Im selben Moment meldete sich Claas am Funk: „Hey Kapitän du hattest Recht, da ist echt ein kleines Motorboot an der Seite festgemacht, aber da hockt keiner drin.“
Hatte er seinen Funkspruch vorher nicht gehört? Dann ein Knall. Claas fuhr herum und nun fiel auch der Strahl seiner Taschenlampe auf den Schattenmann.
Der hatte seinen Arm ausgestreckt und hielt einen kleinen Gegenstand in der Hand. Pjiet lief es kalt den Rücken herunter, während der Mechaniker zu Boden fiel. Oh Gott, war das ein Schuss?!
Die Szene schien wie eingefroren. Pijet war geschockt.

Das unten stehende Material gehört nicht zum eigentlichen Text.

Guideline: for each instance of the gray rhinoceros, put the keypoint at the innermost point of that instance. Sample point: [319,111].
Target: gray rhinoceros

Dann flog die Tür des Steuerhauses auf. Van Straaten dreht sich um und stand nun Auge in Auge selbst einem Eindringling gegenüber. Er trug eine Skimaske, eine schwarze Lederjacke und eine gleichfarbige Cargohose. Doch wirklich bedrohlich machte ihn erst das große Schlachtermesser in der Hand.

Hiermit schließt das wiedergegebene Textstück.